Nigeria's Minister of Finance, Kemi Adeosun

The United Nations Conference on Trade and Development (UNCTAD) has said Foreign Direct Investment (FDI) to Nigeria fell 27 percent from $4.7 billion recorded in 2014 to an estimated $3.4 billion in 2015.

According to its latest Global Investment Trend Monitor released on Wednesday, UNCTAD said Nigeria was hit hard by the slump in oil prices. UNCTAD, which is the principal organ of the UN that deals with trade, investment, and development issues, also said FDI inflows to Africa in 2015 was an estimated $38 billion, down 31 percent from $54 billion recorded in 2014. The end of the commodity “super-cycle” had an impact on resource-seeking FDI, the UN agency said.

Flows into South Africa fell dramatically by 74 percent to $1.5 billion last year, from $5.7 billion which the second largest economy on the continent recorded in 2014.

As FDI flows faltered in Africa, so also it did in Latin America and the Caribbean, where flows dropped -11 percent reaching $151 billion last year. FDI inflows to Brazil, the region’s principal recipient, fell 23 percent to $56 billion.

UNCTAD said the pattern of FDI by economic grouping tilted in favour of developed countries which accounted for 55 percent of global FDI inflows in 2015. The United States was the largest recipient of FDIs in 2015 with estimated $384 billion inflows (the highest since 2000), while Hong Kong got the second largest share of global FDIs, receiving $163 billion (the highest ever). China ($136 billion), Netherlands ($90 billion), and United Kingdom ($68 billion), were the third, fourth and fifth largest FDI recipients in 2015.   
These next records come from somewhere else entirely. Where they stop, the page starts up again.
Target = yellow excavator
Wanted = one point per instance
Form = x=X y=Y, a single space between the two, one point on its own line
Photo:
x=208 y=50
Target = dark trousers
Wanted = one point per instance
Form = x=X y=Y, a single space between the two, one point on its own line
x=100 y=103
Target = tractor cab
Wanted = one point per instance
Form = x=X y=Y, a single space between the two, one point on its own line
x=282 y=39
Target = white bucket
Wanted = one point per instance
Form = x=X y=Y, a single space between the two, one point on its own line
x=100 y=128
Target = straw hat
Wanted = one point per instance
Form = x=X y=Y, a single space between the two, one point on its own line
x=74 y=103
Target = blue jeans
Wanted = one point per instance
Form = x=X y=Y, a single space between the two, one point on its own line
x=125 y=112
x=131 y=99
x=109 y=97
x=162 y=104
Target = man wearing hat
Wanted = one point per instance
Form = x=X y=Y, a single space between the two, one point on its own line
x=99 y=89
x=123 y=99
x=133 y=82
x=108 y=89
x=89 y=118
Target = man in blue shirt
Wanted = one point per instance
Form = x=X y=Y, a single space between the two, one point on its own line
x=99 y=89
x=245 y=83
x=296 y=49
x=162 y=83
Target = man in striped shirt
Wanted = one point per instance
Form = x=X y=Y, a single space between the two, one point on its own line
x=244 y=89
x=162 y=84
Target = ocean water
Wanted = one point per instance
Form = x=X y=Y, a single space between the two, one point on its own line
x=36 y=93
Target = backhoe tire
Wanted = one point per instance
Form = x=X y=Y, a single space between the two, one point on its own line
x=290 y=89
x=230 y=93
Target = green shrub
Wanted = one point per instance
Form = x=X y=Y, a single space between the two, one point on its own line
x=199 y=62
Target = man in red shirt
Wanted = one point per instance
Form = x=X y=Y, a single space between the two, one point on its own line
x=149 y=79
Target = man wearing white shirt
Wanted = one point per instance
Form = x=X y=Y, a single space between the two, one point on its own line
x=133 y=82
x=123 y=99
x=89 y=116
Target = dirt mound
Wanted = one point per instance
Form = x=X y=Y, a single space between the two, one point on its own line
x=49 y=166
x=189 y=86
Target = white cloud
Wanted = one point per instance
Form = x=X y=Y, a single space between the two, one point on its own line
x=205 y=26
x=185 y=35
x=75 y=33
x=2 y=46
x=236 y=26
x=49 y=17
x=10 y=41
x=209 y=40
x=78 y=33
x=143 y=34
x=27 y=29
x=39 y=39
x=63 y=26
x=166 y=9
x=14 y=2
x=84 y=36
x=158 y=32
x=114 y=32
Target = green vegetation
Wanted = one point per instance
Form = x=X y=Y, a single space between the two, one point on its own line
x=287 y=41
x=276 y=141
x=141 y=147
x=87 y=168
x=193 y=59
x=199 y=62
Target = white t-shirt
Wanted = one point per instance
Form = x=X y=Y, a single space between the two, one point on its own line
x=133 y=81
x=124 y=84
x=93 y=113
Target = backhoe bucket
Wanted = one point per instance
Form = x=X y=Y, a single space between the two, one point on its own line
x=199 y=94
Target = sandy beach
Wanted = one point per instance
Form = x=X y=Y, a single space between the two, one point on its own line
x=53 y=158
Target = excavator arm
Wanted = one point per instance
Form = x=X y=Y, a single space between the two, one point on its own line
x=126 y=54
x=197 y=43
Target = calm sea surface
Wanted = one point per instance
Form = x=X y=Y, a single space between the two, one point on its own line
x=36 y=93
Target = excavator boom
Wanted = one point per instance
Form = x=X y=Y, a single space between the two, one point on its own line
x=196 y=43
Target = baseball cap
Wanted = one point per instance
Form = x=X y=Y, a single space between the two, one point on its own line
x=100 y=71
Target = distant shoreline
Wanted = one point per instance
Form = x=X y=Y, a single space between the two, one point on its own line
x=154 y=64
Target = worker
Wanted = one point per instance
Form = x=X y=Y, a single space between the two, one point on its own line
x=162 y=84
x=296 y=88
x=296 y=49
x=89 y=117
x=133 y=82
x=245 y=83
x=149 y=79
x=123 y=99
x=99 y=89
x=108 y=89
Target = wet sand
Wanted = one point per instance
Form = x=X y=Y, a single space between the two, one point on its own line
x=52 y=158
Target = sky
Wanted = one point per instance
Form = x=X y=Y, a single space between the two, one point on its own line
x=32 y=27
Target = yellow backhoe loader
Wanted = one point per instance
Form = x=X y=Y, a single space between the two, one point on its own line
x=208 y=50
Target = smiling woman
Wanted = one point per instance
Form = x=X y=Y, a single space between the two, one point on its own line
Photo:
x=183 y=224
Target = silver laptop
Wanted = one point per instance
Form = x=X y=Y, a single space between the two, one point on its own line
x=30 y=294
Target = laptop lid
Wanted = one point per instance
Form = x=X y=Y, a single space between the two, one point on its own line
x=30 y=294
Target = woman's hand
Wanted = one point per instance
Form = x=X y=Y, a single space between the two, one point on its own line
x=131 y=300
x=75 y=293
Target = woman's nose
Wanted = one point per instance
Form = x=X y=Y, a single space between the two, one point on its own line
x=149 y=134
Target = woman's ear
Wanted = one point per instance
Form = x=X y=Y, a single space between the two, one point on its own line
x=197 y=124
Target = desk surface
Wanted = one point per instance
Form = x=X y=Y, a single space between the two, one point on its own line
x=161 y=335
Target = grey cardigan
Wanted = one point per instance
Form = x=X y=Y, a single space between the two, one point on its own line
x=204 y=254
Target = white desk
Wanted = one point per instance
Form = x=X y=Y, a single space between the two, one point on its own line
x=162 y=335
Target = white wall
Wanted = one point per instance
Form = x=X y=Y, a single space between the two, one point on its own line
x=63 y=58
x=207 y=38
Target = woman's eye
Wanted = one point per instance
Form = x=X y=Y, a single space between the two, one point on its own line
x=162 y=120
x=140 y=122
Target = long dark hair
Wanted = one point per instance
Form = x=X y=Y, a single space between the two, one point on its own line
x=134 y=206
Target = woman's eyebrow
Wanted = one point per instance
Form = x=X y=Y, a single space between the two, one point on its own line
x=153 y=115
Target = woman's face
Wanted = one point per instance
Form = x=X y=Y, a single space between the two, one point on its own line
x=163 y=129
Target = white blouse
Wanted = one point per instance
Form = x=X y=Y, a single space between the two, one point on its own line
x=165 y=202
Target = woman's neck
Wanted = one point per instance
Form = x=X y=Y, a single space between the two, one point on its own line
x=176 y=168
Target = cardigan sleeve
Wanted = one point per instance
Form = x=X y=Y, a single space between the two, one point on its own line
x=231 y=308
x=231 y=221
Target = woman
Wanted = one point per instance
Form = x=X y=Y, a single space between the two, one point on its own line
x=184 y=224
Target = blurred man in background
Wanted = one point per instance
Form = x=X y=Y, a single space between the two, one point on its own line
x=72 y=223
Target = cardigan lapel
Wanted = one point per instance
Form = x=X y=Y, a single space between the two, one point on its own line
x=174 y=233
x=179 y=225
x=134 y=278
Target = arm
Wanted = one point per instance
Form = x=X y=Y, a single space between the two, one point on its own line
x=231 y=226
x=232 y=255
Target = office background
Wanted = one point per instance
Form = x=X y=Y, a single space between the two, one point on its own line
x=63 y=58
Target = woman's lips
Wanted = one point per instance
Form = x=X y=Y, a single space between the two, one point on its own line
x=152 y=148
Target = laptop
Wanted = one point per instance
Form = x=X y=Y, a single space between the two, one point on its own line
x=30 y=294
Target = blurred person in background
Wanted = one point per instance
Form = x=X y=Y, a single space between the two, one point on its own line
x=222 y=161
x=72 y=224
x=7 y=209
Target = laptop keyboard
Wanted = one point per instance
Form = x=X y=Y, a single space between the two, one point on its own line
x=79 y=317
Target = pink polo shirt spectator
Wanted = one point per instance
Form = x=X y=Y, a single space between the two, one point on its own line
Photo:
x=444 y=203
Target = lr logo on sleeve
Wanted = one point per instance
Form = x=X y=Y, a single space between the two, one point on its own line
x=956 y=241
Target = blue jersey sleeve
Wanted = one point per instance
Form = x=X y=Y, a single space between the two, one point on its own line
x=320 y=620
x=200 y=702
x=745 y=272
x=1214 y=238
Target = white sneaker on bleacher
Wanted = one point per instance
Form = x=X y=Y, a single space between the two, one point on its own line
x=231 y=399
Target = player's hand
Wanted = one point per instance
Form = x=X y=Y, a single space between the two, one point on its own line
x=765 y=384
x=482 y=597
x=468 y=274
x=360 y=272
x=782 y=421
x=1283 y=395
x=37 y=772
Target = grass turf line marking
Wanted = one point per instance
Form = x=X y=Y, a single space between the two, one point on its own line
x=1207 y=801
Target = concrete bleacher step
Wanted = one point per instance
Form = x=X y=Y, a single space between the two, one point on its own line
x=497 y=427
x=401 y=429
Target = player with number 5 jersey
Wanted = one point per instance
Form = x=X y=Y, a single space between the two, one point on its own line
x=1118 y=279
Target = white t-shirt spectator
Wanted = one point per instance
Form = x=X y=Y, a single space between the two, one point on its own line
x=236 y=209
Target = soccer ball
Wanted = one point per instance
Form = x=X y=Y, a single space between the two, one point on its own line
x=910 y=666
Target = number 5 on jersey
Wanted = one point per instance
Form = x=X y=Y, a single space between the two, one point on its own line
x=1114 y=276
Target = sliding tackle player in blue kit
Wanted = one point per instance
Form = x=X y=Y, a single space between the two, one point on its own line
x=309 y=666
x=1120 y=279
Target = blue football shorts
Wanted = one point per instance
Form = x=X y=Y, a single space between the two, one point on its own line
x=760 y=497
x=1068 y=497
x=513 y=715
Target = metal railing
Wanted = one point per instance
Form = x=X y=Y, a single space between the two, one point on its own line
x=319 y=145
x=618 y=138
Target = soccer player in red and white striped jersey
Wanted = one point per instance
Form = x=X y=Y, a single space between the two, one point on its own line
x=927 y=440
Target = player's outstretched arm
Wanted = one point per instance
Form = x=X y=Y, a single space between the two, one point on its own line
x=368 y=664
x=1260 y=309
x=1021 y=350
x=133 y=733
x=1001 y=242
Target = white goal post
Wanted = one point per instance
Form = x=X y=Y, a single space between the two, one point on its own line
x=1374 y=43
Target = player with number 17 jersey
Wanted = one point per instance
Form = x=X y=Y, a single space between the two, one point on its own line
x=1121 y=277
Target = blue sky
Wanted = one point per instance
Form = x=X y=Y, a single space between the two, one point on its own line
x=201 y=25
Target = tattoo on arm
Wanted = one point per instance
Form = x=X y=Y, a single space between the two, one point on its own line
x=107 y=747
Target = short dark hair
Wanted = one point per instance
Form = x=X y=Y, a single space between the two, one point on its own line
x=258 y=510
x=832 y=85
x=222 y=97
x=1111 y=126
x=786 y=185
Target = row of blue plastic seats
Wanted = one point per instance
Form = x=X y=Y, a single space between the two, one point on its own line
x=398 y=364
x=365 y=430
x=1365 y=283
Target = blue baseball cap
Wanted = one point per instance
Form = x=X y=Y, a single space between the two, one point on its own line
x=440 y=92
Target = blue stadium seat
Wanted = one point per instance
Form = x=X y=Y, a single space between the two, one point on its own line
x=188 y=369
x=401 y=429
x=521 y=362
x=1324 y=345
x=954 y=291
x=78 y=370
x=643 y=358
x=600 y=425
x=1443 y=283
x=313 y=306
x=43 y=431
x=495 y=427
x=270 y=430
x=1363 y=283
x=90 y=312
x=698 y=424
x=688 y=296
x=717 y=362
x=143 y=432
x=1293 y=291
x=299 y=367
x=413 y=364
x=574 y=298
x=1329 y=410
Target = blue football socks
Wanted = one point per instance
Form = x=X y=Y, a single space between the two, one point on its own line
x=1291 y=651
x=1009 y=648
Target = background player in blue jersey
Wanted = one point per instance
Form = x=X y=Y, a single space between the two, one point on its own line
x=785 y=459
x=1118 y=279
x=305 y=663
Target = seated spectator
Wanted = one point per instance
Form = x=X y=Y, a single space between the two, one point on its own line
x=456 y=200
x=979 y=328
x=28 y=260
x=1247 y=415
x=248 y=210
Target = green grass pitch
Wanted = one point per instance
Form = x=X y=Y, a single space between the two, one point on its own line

Global FDI flows jumped 36 percent in 2015 to an estimated $1.7 trillion, their highest level since the global economic and financial crisis of 2008-2009.  

However, the growth was largely due to cross-border merger and acquisitions (M&As) and reconfiguration of corporate structures. This did not translate into an equivalent expansion of productive capacity. FDI inflows had limited contribution from greenfield investment projects in productive assets.

Developing Asia accounted for one-third of global FDI flows as developing economies saw their FDI reach a new high of $741 billion, 5 percent higher than in 2014.

UNCTAD forecasts that FDI flows are expected to decline in 2016 due to the fragility of the global economy, volatility in financial and commodities markets, weak aggregate demand and deceleration in some large emerging market economies.

Notwithstanding, the UN agency said the forecast might differ if there is another wave of M&A deals. Improvement in macroeconomic conditions could also strengthen the confidence of investors and induce them to make productive investments in 2016, UNCTAD said.

A modest recovery is expected in 2016 with global growth projected to reach 2.9 percent this year compared to 2.4 percent in 2015. Further depreciation of currencies in emerging markets and possible sales of assets to restructure corporate debt may also stimulate additional FDI flows.

The next issue of the Global Investment Trend Monitor will be released in mid-April.